In tempi si sovranità alimentare, va detto che quella vera è nelle nuove vigne di Capena. Sono anelli di una catena antica, identitaria. Le nuove vigne sono  tre isole verdi ben curate nel cuore di una terra in abbandono. Colline che hanno ospitato popoli allevatori e contadini. Terra faticosa da lavorare, ma fertilissima. Oggi, sopra un dedalo di antiche tombe etrusche scampate a scavi ufficiali e clandestini, troneggiano cinghiali e lupi.
La località è nota come Le “Macchie” e si estende per ettari tra Morlupo, Capena, che ne occupa la maggiore estensione, Civitella e Rignano. La protegge il Soratte che occupa l’orizzonte È un mare di terra incolta. Ghiotto boccone per gli incendi estivi che infatti quest’anno l’hanno attraversata per cento ettari. Il fuoco ha questo di positivo, pulisce tutto
e mostra il territorio nella sua nudità. Tra decine di ulivi stroncati dalle fiamme e dall’incuria, le tre chiazze verdi risaltano ancora di più.

Tre bellisime vigne 

Sono tre bellissime vigne. Due sono quelle coltivate dalla cooperativa Agro Capenate. La prima di cinque ettari produce uva bianca. L’incendio estivo ha bruciato molti grappoli pronti a diventare adulti con la prima pioggia. La seconda copre altri cinque ettari ma è piantata sulla collina di fronte. Lì crescono le uve del Bellone, antichissimo vitigno dell’area romana, e le uve rosse. Qui il fucìoco non è arrivato. Dalle viti di questi 10 ettari sottratti all’abbandono e concessi dall’Università Agraria, ente pubblico proprietario, nascono quattro etichette: il Castellaccio bianco e rosso da tavola e due Igp (Indicazione geografica protetta), un Merlot e appunto il Bellone. Uva pantastica la definiva Plinio Il Vecchio, tipica delle campagne intorno Roma.
“Il Bellone – spiegano Antonio Pelliccia e Domenico Calicchia, due dei soci fondatori la cooperativa – è una delle sole tipologie varietali coperte da doc nella Regione Lazio. La produzione annua complessiva delle vigne è di 50mila bottiglie. L’area di commercializzazione è la Capitale e quella dei paesi intorno ai vigneti”.

 

Nonostante il fuoco, buono il raccolto, ottima la qualità.

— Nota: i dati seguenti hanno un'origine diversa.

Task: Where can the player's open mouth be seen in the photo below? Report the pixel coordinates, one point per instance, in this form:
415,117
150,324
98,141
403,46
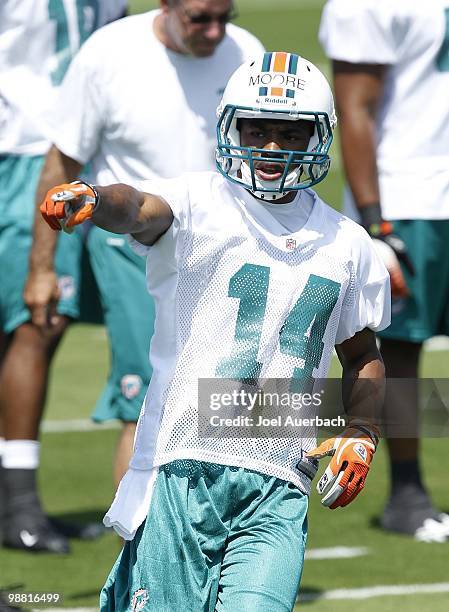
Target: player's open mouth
269,172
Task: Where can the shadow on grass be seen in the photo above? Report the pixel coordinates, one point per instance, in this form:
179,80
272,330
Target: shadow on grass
86,525
308,595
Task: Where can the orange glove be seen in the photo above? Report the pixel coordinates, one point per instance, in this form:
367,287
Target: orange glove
351,452
68,205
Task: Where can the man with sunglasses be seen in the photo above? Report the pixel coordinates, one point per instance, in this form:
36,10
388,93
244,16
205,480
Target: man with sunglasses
255,281
139,102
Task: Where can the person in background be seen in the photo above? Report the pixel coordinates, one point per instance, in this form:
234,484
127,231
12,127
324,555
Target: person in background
38,40
391,76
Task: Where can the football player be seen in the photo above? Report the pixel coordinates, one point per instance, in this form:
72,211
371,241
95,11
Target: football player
391,70
254,277
176,62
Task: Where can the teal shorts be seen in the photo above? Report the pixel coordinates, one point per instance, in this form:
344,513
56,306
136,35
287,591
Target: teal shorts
19,176
216,539
128,312
425,313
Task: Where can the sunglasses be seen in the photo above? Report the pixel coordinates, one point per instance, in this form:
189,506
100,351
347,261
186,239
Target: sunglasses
206,19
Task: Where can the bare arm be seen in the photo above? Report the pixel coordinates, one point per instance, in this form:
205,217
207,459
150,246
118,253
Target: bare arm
358,91
124,210
363,376
41,289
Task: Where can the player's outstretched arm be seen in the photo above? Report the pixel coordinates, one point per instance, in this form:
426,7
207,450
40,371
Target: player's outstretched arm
41,291
352,451
117,208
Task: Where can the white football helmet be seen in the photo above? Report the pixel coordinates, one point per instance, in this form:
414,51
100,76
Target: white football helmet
276,85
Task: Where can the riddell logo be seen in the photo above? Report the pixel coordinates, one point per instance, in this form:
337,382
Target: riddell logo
360,449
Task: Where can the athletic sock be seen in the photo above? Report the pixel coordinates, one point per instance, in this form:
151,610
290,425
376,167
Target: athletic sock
20,460
21,492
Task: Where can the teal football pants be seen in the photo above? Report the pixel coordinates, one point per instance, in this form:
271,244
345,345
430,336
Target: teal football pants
216,539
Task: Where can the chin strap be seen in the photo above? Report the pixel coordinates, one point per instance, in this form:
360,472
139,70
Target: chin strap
247,179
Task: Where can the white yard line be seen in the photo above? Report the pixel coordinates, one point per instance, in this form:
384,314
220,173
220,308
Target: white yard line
270,5
65,610
377,591
362,593
77,425
336,552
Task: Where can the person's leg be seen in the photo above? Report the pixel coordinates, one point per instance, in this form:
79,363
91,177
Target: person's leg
173,562
264,555
129,315
409,505
409,509
26,361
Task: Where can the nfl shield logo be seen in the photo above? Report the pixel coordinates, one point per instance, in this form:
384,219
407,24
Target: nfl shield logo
131,385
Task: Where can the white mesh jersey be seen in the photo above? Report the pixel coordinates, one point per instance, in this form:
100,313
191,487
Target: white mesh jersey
38,39
236,297
412,38
139,110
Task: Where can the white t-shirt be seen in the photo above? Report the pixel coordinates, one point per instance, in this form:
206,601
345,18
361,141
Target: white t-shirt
38,39
236,297
137,110
412,38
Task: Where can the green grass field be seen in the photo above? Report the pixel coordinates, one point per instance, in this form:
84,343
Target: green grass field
76,479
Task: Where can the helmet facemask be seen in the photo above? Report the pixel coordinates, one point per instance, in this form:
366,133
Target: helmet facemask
301,169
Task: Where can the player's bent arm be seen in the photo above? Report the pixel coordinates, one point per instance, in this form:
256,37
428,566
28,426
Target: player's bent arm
358,92
41,289
124,210
352,451
363,376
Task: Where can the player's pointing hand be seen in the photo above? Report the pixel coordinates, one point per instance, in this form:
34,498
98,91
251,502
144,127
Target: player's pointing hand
68,205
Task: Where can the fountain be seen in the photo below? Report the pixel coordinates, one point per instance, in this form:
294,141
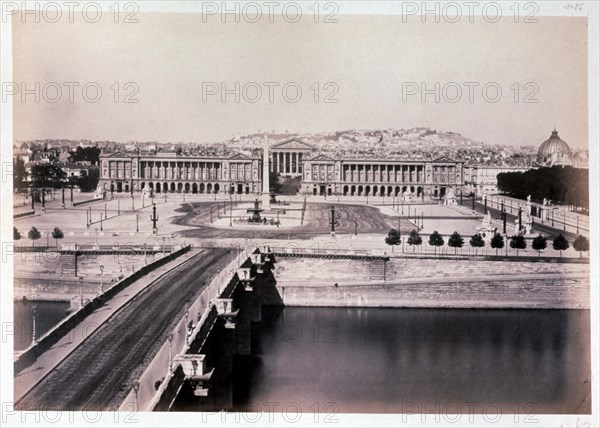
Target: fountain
256,218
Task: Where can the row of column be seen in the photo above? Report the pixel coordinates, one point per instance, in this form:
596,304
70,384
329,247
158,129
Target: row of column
119,169
197,171
286,162
443,174
384,173
240,171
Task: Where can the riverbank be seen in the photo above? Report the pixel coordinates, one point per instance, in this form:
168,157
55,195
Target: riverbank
432,284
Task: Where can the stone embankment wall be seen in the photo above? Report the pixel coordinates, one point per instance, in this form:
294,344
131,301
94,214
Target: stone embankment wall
436,283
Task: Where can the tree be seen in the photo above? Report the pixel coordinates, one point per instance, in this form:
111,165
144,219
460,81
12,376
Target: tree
560,243
90,154
539,244
580,244
456,241
57,234
88,181
476,242
518,242
414,239
393,238
19,175
497,242
47,175
436,240
34,235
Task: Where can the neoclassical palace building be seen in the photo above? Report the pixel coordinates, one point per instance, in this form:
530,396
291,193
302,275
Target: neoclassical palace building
176,173
321,174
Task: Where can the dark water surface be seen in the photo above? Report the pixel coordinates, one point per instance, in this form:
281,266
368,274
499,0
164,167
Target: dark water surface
389,360
48,315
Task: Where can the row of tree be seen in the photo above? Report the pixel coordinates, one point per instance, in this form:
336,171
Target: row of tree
48,175
561,184
517,242
34,234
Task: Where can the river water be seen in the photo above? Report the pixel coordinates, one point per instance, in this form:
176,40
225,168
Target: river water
48,315
345,360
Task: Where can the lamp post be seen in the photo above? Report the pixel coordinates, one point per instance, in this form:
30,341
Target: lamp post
187,340
34,313
81,291
102,278
503,218
136,388
170,337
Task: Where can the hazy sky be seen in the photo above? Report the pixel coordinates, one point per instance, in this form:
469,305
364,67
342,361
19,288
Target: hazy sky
369,58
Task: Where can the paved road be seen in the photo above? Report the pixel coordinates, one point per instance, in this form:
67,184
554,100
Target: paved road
369,220
99,373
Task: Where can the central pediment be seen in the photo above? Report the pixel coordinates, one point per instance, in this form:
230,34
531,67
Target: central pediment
293,144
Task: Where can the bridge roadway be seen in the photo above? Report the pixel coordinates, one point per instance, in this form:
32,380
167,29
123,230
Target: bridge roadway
99,374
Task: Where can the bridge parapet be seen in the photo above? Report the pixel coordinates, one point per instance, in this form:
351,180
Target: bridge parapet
196,372
213,302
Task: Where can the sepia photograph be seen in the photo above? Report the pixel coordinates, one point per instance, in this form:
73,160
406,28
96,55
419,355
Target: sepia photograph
328,213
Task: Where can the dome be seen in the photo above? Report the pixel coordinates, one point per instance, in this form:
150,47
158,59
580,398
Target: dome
554,151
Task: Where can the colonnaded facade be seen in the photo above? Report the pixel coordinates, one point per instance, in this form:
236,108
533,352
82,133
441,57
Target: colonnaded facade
320,174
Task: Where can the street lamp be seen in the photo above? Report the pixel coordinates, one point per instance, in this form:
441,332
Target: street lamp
170,337
34,312
136,388
187,314
102,278
81,291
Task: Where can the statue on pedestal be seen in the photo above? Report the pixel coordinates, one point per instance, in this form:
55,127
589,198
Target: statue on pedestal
526,223
450,198
486,229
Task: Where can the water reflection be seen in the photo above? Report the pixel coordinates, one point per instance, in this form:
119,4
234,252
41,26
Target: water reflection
48,315
384,360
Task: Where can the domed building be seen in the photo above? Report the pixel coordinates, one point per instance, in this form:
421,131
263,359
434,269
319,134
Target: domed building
554,151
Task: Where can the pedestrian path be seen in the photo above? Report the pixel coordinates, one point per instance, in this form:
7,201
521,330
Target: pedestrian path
45,363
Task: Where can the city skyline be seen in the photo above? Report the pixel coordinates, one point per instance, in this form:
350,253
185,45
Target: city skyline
369,78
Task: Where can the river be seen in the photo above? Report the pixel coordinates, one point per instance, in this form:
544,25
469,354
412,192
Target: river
48,315
345,360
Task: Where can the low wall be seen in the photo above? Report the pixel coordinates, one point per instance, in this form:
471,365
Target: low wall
422,282
87,201
24,214
522,293
29,355
204,316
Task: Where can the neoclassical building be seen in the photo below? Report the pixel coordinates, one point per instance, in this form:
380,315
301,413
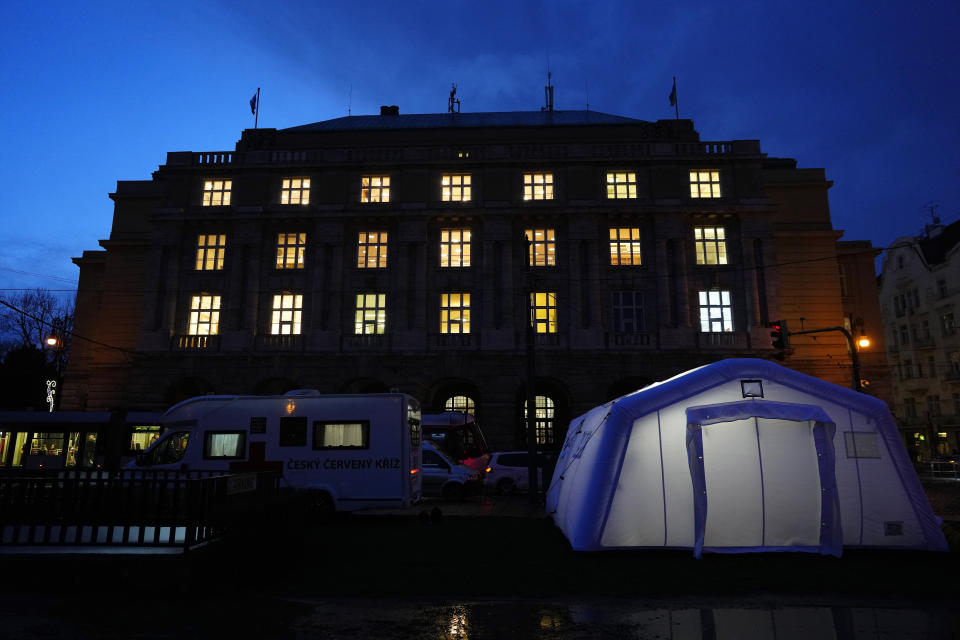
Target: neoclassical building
412,251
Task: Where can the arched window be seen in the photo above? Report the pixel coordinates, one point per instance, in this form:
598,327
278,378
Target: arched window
461,404
545,411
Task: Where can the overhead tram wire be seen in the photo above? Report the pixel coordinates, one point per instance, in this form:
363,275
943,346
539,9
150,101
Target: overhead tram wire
72,334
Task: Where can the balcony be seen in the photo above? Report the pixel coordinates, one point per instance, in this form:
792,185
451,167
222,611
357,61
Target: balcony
280,342
722,340
370,341
622,339
195,343
455,340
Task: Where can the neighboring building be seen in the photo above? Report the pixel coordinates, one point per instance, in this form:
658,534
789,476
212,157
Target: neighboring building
920,295
368,253
862,316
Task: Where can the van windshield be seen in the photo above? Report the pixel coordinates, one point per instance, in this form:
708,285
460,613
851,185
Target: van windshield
169,449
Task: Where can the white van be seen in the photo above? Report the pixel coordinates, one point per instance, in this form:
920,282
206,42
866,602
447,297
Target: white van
349,451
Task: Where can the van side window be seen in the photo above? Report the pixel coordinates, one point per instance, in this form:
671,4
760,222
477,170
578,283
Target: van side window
224,444
168,450
293,432
341,435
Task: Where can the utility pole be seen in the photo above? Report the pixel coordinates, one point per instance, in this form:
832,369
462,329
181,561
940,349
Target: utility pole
531,374
856,385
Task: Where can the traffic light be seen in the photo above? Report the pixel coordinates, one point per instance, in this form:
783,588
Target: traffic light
779,337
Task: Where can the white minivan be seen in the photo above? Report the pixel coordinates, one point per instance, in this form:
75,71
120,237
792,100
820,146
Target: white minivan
348,451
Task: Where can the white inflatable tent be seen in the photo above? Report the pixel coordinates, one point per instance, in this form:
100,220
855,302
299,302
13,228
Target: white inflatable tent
736,456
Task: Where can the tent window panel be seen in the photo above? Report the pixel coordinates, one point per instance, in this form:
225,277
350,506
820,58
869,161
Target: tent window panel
861,445
731,469
791,483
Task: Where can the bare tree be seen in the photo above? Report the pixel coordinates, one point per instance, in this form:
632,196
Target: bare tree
30,317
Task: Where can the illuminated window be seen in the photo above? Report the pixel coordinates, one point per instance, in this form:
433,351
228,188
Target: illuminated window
704,184
454,313
371,316
455,187
204,315
455,247
543,312
625,247
372,250
711,245
290,249
543,247
543,418
287,311
295,191
210,250
460,404
628,314
716,314
216,192
621,185
375,189
538,186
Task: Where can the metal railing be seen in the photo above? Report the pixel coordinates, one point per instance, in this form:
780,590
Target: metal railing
152,511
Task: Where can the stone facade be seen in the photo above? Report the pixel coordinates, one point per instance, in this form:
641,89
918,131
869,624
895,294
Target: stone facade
617,326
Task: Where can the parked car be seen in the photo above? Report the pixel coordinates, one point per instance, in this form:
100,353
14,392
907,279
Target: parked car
508,471
443,476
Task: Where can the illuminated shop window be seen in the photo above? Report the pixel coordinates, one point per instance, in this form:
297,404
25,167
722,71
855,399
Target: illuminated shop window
371,315
454,313
372,250
290,250
210,250
716,314
543,247
621,185
538,186
375,189
625,247
295,191
628,314
704,184
711,245
216,193
455,247
460,404
544,414
204,315
455,187
287,312
543,311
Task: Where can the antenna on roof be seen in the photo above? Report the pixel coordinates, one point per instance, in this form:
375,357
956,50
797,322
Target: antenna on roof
548,92
453,100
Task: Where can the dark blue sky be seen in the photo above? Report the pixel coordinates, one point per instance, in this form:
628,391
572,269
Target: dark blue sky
96,92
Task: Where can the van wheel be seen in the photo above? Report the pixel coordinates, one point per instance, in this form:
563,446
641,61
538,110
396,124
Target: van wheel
453,492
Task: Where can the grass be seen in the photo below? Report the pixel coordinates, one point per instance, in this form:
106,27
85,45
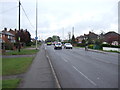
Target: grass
78,47
22,52
111,51
11,66
11,83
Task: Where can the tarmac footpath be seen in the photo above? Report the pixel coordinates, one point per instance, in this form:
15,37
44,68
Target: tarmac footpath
39,74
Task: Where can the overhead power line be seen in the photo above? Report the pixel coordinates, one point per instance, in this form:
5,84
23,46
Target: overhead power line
27,17
8,10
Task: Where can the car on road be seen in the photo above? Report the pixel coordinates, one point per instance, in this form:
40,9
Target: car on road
49,43
68,46
58,45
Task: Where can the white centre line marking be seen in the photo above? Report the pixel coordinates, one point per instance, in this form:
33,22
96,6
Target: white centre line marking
84,75
65,60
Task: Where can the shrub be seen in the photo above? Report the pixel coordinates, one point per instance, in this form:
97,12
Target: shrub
8,46
91,46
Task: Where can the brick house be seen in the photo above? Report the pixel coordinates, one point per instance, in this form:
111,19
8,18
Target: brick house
91,36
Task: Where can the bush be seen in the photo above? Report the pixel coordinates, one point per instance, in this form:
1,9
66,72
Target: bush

Trovo i due soci in mezzo alla vigna del bianco una mattina d’agosto. Stanno alzando gli argini per evitare le razzie dei cinghiali ora che i grappoli vanno formandosi. Per tutto il perimetro stendono la barriera elettrica che si spera tenga lontano gli ungulati voraci e le loro famiglie numerose. “L’incendio ha compromesso il raccolto del bianco, in compenso
quest’anno produrremo un vino di ottima qualità – dicono -. Ma questo è un lavoro basato sul “dipende”: dipende se piove abbastanza, se la rete protettiva appena installata funziona, se non grandina… insomma dipende”. La terza vigna è giovane ed inizia solo quest’anno a produrre i primi grappoli. Si trova poco distante dalle due “isole
grandi”. È stata impiantata da Yuri Petrongari. Su tre ettari coltiva “Cesanese del Piglio”, vino di pregio della tradizione regionale. Ci vorrà ancora qualche anno per assaggiarlo. Il piccolo arcipelago di vigne delle Macchie nasce dalla passione di poche persone testardamente attaccate all’anima della propria terra, alla vita dei padri e dei nonni. Le isole che coltivano, tengono viva una lunghissima storia. La vendemmia ha dato i suoi frutti, il fuoco ha bruciato metà del raccolto dell’uva bianca ma  l’Igb Bellone si è salvato, cosi come la raccolta del Merlot. Ottima la qualità, é mancata la pioggia. La storia continua.